I just had an 'on/off' switch. Not helpful in taking care of relationships and the people I love.
My family deserves to know when I'm tired, annoyed, irritated, frustrated...the whole range.
...and especially, I need my children to know when I am that and they had nothing to do with it, or they'll believe they are to blame.
...and I don't want them taking blame on for things like clients being rude at work, or someone cutting me off in traffic. It's also good for them to know where I am on the continuum of anger, so they can respond appropriately to protect themselves.

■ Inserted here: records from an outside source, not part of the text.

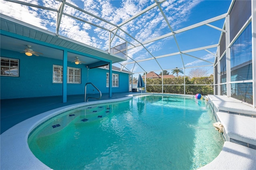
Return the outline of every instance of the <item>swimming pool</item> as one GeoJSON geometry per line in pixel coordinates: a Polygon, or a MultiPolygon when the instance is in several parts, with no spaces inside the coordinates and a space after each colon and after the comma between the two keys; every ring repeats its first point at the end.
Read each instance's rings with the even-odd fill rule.
{"type": "Polygon", "coordinates": [[[30,135],[34,154],[54,169],[194,169],[224,140],[202,100],[134,97],[59,114],[30,135]]]}

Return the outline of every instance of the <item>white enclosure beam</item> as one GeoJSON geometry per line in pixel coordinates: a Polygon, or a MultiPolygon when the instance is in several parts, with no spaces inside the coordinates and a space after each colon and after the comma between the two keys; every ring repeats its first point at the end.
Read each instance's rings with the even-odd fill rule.
{"type": "Polygon", "coordinates": [[[58,9],[58,12],[57,12],[57,24],[56,26],[56,35],[57,36],[59,35],[59,30],[60,30],[60,22],[61,22],[61,18],[62,18],[63,9],[64,9],[65,2],[66,0],[64,0],[61,2],[60,6],[59,6],[58,9]]]}
{"type": "MultiPolygon", "coordinates": [[[[140,12],[134,15],[133,16],[132,16],[132,17],[124,21],[124,22],[123,22],[122,23],[118,24],[117,26],[117,27],[120,27],[120,26],[123,26],[123,25],[124,25],[124,24],[126,24],[128,22],[129,22],[131,21],[132,20],[137,18],[138,16],[140,16],[141,15],[143,14],[144,13],[146,12],[147,12],[151,10],[152,9],[154,8],[156,6],[157,6],[158,5],[158,4],[162,4],[162,3],[164,2],[164,1],[166,1],[166,0],[160,0],[159,1],[158,1],[158,3],[156,3],[155,4],[154,4],[150,5],[150,6],[148,7],[148,8],[147,8],[146,9],[144,9],[144,10],[143,10],[142,11],[141,11],[140,12]]],[[[114,30],[116,29],[117,28],[116,28],[116,28],[115,28],[112,29],[111,30],[111,31],[114,31],[114,30]]]]}
{"type": "Polygon", "coordinates": [[[229,15],[226,18],[226,30],[227,33],[226,34],[226,68],[227,68],[227,96],[231,96],[231,71],[230,62],[230,48],[228,47],[230,43],[230,28],[229,22],[229,15]]]}
{"type": "MultiPolygon", "coordinates": [[[[136,61],[137,63],[138,63],[138,62],[140,62],[144,61],[145,61],[151,60],[152,59],[154,59],[155,58],[158,59],[158,58],[163,58],[163,57],[170,57],[170,56],[172,56],[172,55],[179,55],[179,54],[180,54],[180,53],[189,53],[189,52],[193,52],[193,51],[197,51],[204,50],[204,49],[208,49],[208,48],[216,47],[218,47],[218,44],[214,44],[214,45],[209,45],[209,46],[206,46],[205,47],[199,47],[199,48],[194,48],[193,49],[189,49],[189,50],[188,50],[183,51],[180,51],[180,52],[176,52],[174,53],[170,53],[170,54],[165,54],[165,55],[159,55],[158,56],[155,57],[154,58],[154,57],[150,57],[150,58],[146,58],[146,59],[141,59],[141,60],[137,60],[136,61]]],[[[130,62],[125,63],[124,63],[124,64],[132,64],[132,63],[134,63],[134,62],[135,61],[132,61],[132,62],[130,62]]]]}
{"type": "Polygon", "coordinates": [[[9,1],[12,2],[16,3],[16,4],[20,4],[21,5],[26,5],[27,6],[31,6],[32,7],[37,8],[38,8],[42,9],[43,10],[48,10],[49,11],[53,11],[54,12],[58,12],[58,10],[56,9],[50,8],[46,7],[45,6],[40,6],[40,5],[35,5],[32,4],[30,4],[27,2],[24,2],[20,1],[19,0],[4,0],[6,1],[9,1]]]}
{"type": "Polygon", "coordinates": [[[252,1],[252,101],[256,108],[256,1],[252,1]]]}
{"type": "Polygon", "coordinates": [[[217,82],[218,82],[218,95],[220,95],[220,60],[219,59],[220,58],[220,45],[218,46],[217,48],[217,53],[218,55],[217,58],[217,82]]]}
{"type": "Polygon", "coordinates": [[[226,32],[225,30],[223,30],[222,29],[220,28],[219,28],[216,27],[215,26],[214,26],[212,25],[209,24],[206,24],[205,25],[207,26],[209,26],[210,27],[211,27],[211,28],[213,28],[216,29],[216,30],[218,30],[219,31],[222,31],[223,32],[225,32],[226,33],[226,32]]]}
{"type": "MultiPolygon", "coordinates": [[[[174,35],[174,34],[179,34],[179,33],[180,33],[181,32],[184,32],[184,31],[187,31],[190,30],[191,30],[193,28],[194,28],[197,27],[198,27],[199,26],[205,25],[207,24],[208,24],[212,22],[214,22],[214,21],[218,21],[218,20],[221,20],[222,19],[223,19],[224,18],[225,18],[226,16],[227,16],[227,14],[224,14],[221,15],[220,15],[219,16],[217,16],[216,17],[214,17],[213,18],[212,18],[211,19],[208,19],[208,20],[206,20],[204,21],[202,21],[202,22],[199,22],[197,24],[195,24],[194,25],[192,25],[191,26],[188,26],[188,27],[185,27],[184,28],[182,28],[180,30],[178,30],[176,31],[175,31],[174,32],[170,32],[170,33],[168,33],[167,34],[166,34],[164,35],[163,36],[160,36],[158,37],[156,37],[155,38],[152,38],[151,40],[147,40],[146,41],[144,42],[143,42],[142,43],[142,44],[146,44],[146,43],[149,43],[150,42],[154,42],[154,41],[156,41],[156,40],[158,40],[160,39],[162,39],[162,38],[165,38],[166,37],[169,37],[170,36],[173,36],[174,35]]],[[[139,46],[141,45],[141,44],[136,44],[135,45],[135,46],[136,47],[138,47],[139,46]]],[[[130,47],[130,48],[134,48],[134,47],[130,47]]],[[[129,48],[128,47],[128,49],[130,49],[130,48],[129,48]]]]}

If it's gotten to the point I'm yelling, they are allowed to take care of themselves by going to their art tables, bedrooms....hubby will put up a hand and that seems to break through to me to enact our now well-practiced safety plan. I stop, focus on containment. I stop speaking, do some harm-reducing isolation and comfort. Then, once I have system stand-down, I process the chain of events, try to identify what I can do differently next time....and then, I make amends to my family and cuddle with them if they feel like it. Maybe we'll read books, maybe watch the Muppet Show Chef on YouTube...but I try to never let us go to bed with reconnecting, letting them have their say until I've found a way to ensure they have felt heard.
....and I try not to hate myself for having to learn all this now.
My anger continuum;
Irked > irritated > frustrated > ticked > pi$$ed > angry > enraged
I am trying to learn to defend my boundaries now at irritated, so I don't become frustrated. I let irked stuff go. Ticked needs attention right away or I beging to lose myself in pi$$ed.